6. Training the Model – The Most Important Part

Training the model, as seen from the main function, involves two steps: loading the required dataset and performing training. The code is located here. The general code looks like this:

train_dataset = load_and_cache_examples(args, args.task_name, tokenizer, data_type='train')
global_step, tr_loss = train(args, train_dataset, model, tokenizer)

Let’s look at these two functions one by one:

6.1 Loading the Training Set

First, let’s look at the first function, load_and_cache_examples, which loads the training dataset. The code is located here. Let’s take a quick look at this code, which has three core operations.

The first core operation is as follows:

examples = processor.get_train_examples(args.data_dir)

This code is to use the processor to read the training set. It is very simple.

The returned example looks something like this (the return format is clearly displayed above when looking at the processor):

guid='train-0'
label='104'
text_a='The stock market is not doing well today'
text_b=None

The second core operation is convert_examples_to_features, which transforms the data, and it is also quite simple.

The code is located here. The code is as follows:

features = convert_examples_to_features(examples, tokenizer, label_list=label_list, max_length=args.max_seq_length, output_mode=output_mode, pad_on_left=bool(args.model_type in ['xlnet']),                                                pad_token=tokenizer.convert_tokens_to_ids([tokenizer.pad_token])[0],
pad_token_segment_id=4 if args.model_type in ['xlnet'] else 0,

Let’s look inside this function to see what’s going on. The location is:

processors.glue.glue_convert_examples_to_features

It performs label mapping, ‘100’ -> 0, ‘101’ -> 1…

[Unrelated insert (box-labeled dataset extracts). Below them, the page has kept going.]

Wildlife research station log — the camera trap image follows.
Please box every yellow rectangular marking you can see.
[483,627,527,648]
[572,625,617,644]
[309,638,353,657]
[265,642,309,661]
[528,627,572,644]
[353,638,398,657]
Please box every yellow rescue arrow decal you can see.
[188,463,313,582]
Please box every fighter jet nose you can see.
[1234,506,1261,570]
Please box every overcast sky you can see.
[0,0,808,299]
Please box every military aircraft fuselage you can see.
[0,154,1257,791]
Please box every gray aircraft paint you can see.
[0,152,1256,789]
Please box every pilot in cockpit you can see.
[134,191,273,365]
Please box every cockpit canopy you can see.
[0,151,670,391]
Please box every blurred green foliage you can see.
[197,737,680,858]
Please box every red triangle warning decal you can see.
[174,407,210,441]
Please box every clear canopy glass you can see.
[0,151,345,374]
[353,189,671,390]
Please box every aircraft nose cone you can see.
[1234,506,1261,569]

Next, it obtains the serialized representation of the input text: input_ids, token_type_ids; the form is roughly as follows:

‘input_ids’=[101, 5500, 4873, 704, 4638, 4960, 4788, 2501, 2578, 102]

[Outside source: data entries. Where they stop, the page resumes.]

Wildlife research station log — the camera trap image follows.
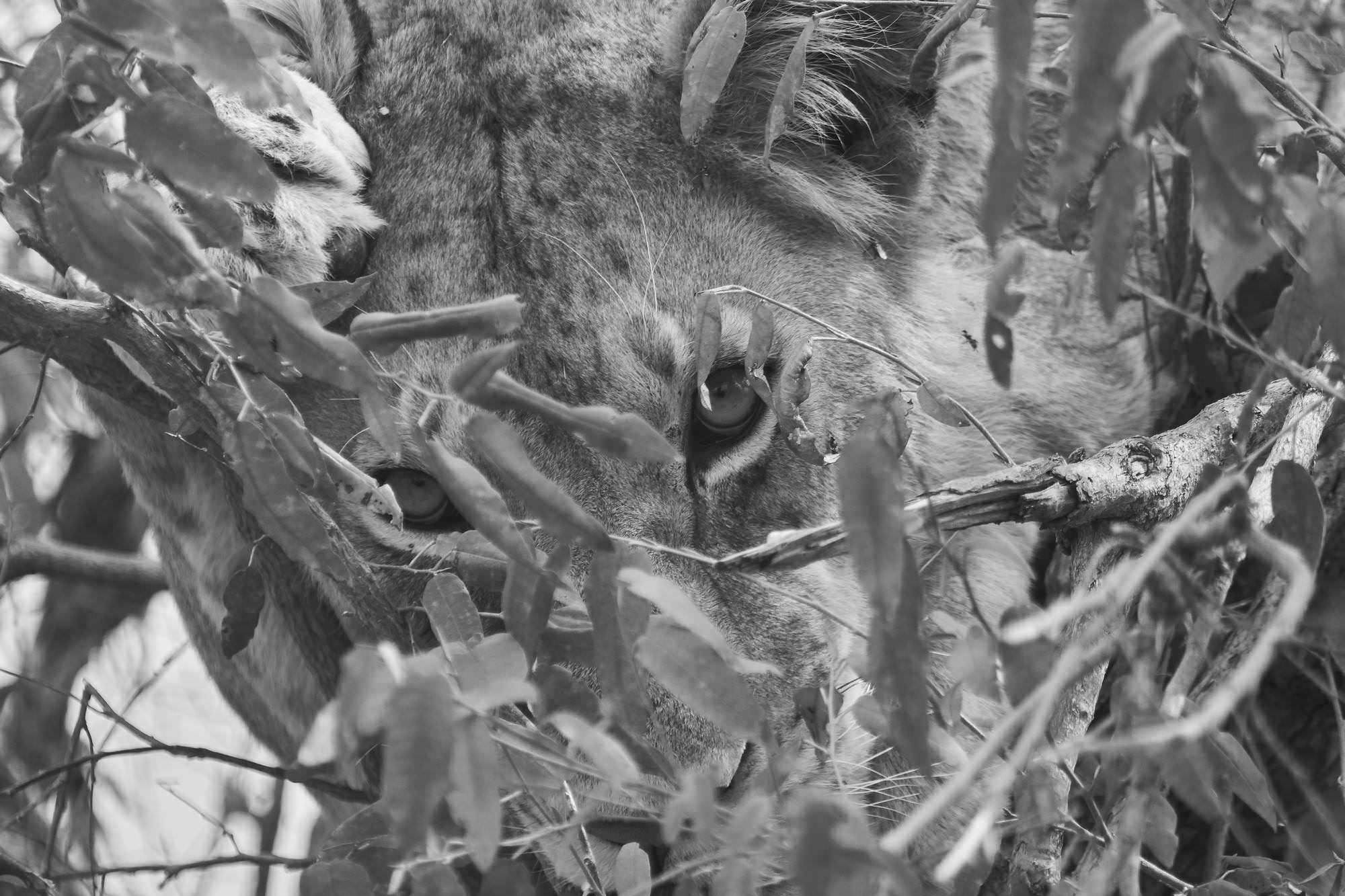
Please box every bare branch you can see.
[0,526,168,591]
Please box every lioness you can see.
[76,0,1158,884]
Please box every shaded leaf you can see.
[546,712,640,784]
[448,717,504,870]
[617,569,779,676]
[981,0,1036,251]
[1088,144,1146,320]
[761,13,818,164]
[126,91,280,204]
[681,0,748,142]
[467,413,612,549]
[1289,31,1345,75]
[837,401,929,768]
[219,567,266,658]
[1209,731,1280,829]
[382,674,467,850]
[612,844,651,896]
[421,572,484,647]
[350,296,523,355]
[635,616,767,741]
[582,549,650,731]
[694,292,724,410]
[291,273,378,327]
[998,604,1060,706]
[1270,460,1326,567]
[916,379,971,426]
[299,858,374,896]
[1050,0,1146,202]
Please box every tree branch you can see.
[0,526,168,591]
[710,379,1298,571]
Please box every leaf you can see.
[998,604,1060,706]
[1143,791,1181,868]
[635,616,767,741]
[694,292,724,410]
[448,716,503,872]
[660,768,716,845]
[612,844,651,896]
[1266,460,1326,569]
[168,181,243,251]
[981,0,1036,251]
[749,13,818,165]
[473,372,679,464]
[742,301,775,405]
[1050,0,1151,203]
[837,401,929,768]
[382,674,467,852]
[223,418,351,581]
[1289,31,1345,75]
[291,273,378,327]
[617,569,780,676]
[546,712,640,786]
[242,277,378,391]
[681,1,748,142]
[299,858,374,896]
[1209,731,1280,830]
[948,624,999,700]
[417,430,537,569]
[219,567,266,658]
[126,93,280,204]
[916,379,971,426]
[1088,144,1146,320]
[409,862,467,896]
[467,413,612,549]
[1294,200,1345,355]
[421,572,484,649]
[794,792,882,896]
[500,543,555,658]
[985,242,1026,389]
[350,296,523,355]
[477,860,533,896]
[582,549,650,731]
[79,0,286,109]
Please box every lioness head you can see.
[79,0,1150,883]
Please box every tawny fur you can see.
[87,0,1178,881]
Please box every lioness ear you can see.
[668,0,937,235]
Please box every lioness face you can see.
[81,0,1150,881]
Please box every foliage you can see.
[0,0,1345,896]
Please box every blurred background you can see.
[0,0,317,896]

‘token_type_ids’=[0, 0, 0, 0, 0, 0, 0, 0, 0, 0]

It calculates the current length and obtains the padding length. For example, if our length is 10, it needs to be padded to 128, requiring 118 zeros.

At this point, our input_ids becomes the above list with 128 zeros added at the end, and our attention_mask becomes the above form with 118 zeros added, because the second sentence is not padded, so token_type_ids is a total of 128 zeros.

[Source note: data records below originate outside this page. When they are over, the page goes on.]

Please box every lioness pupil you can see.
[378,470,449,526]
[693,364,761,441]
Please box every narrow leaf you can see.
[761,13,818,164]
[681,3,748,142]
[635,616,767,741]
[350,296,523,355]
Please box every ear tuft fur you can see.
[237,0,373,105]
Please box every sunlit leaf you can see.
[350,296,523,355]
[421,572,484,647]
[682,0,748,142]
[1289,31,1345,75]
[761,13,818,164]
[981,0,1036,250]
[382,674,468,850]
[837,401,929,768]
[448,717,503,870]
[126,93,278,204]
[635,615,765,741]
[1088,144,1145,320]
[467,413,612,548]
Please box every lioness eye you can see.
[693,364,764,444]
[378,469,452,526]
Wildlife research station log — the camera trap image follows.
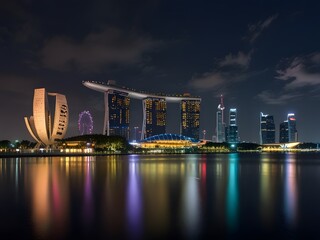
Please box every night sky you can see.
[0,0,320,142]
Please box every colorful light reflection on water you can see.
[0,153,320,239]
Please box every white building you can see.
[24,88,69,147]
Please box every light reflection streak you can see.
[226,153,239,232]
[126,156,142,238]
[30,162,51,237]
[260,155,275,228]
[284,154,298,227]
[83,157,93,224]
[181,159,201,238]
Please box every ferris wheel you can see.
[78,111,93,135]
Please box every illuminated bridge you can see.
[83,80,201,139]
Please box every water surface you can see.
[0,153,320,239]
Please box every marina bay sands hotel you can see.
[83,80,201,140]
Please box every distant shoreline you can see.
[0,151,320,158]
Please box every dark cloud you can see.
[244,14,278,43]
[40,28,161,71]
[258,52,320,104]
[276,53,320,91]
[189,51,252,91]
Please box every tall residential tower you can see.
[141,97,167,139]
[260,112,276,144]
[279,113,298,143]
[83,80,201,139]
[226,108,239,143]
[216,95,226,142]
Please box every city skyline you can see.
[0,0,320,142]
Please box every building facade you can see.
[260,112,276,144]
[141,97,167,139]
[83,80,201,139]
[104,90,130,139]
[279,120,289,143]
[287,113,298,142]
[24,88,69,148]
[216,95,226,142]
[279,113,298,143]
[226,108,239,143]
[180,100,200,139]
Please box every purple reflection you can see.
[83,159,93,224]
[284,155,297,227]
[181,160,201,238]
[127,156,142,238]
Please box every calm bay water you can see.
[0,153,320,239]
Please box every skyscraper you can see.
[180,100,200,139]
[216,95,226,142]
[260,112,276,144]
[279,113,298,143]
[287,113,298,142]
[226,108,239,143]
[141,97,167,139]
[104,90,130,139]
[24,88,69,148]
[279,120,289,143]
[83,80,201,139]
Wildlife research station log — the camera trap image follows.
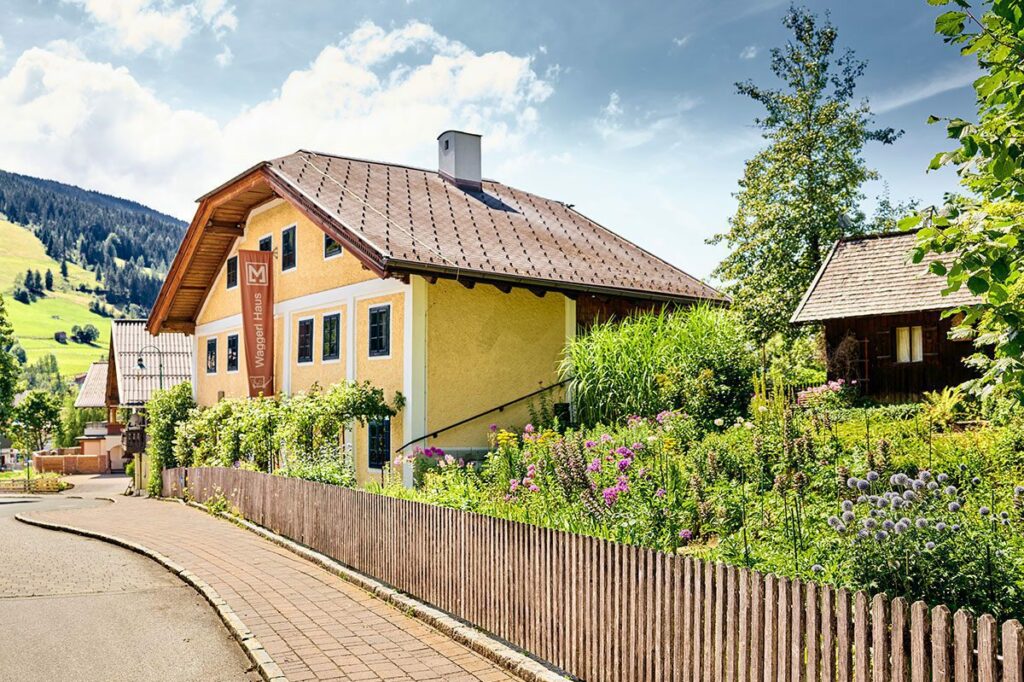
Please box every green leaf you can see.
[967,274,988,296]
[896,214,922,229]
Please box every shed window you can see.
[206,337,217,374]
[324,235,341,260]
[298,317,313,363]
[227,334,239,372]
[367,417,391,469]
[226,256,239,289]
[281,225,295,270]
[370,305,391,357]
[324,312,341,359]
[896,326,925,363]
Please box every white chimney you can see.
[437,130,482,189]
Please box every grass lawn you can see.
[0,220,111,376]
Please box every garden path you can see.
[22,498,516,682]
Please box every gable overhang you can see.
[146,162,386,334]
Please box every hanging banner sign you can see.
[239,251,274,397]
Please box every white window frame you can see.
[295,315,316,367]
[321,308,345,365]
[203,336,220,376]
[323,232,345,261]
[367,301,394,360]
[224,332,242,374]
[281,222,299,274]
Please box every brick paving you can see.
[34,498,518,682]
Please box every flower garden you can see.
[151,308,1024,619]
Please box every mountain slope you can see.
[0,171,187,315]
[0,220,111,376]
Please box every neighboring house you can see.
[791,232,975,400]
[75,319,193,486]
[148,131,727,482]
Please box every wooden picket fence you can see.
[163,468,1024,682]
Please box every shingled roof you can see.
[75,361,108,408]
[150,150,728,332]
[110,319,193,406]
[790,232,977,324]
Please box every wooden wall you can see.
[825,310,974,402]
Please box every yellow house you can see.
[148,131,725,483]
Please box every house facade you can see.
[791,232,975,401]
[148,131,725,482]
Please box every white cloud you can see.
[869,61,981,114]
[0,23,552,217]
[65,0,238,53]
[594,92,700,151]
[214,45,234,69]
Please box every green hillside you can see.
[0,220,111,376]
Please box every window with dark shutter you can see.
[226,256,239,289]
[227,334,239,372]
[370,305,391,357]
[281,225,295,270]
[296,317,313,363]
[206,337,217,374]
[323,312,341,360]
[367,417,391,469]
[324,235,341,260]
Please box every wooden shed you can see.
[791,232,975,401]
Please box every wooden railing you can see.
[163,468,1024,682]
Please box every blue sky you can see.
[0,0,976,276]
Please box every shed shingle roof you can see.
[112,319,193,406]
[268,151,725,301]
[790,232,977,324]
[75,361,106,408]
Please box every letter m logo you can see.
[246,263,267,286]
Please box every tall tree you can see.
[903,0,1024,399]
[710,6,901,342]
[0,294,18,428]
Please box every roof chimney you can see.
[437,130,483,190]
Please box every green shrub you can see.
[560,306,755,428]
[145,382,196,495]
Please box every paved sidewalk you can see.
[27,498,516,681]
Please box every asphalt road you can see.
[0,481,259,682]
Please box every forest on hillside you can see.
[0,171,187,313]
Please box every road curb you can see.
[14,509,288,682]
[182,498,571,682]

After processing each data point, we need to do the following:

features.append(InputFeatures(input_ids=input_ids,
attention_mask=attention_mask,
token_type_ids=token_type_ids,
label=label,
input_len=input_len))## Length is the original length, should be 10, not 128

InputFeatures here is used to store the transformed features into a new variable.

After transforming all the original data into features, we obtain the features list and then convert its elements into tensor form, and then

The third core operation is to construct the final dataset using TensorDataset and return it:

dataset = TensorDataset(all_input_ids, all_attention_mask, all_token_type_ids, all_lens, all_labels)

6.2 Training the Model – The Train Function

Now let’s look at the second function, which is the train operation.

6.2.1 Standard Operations

First, there are some standard operations.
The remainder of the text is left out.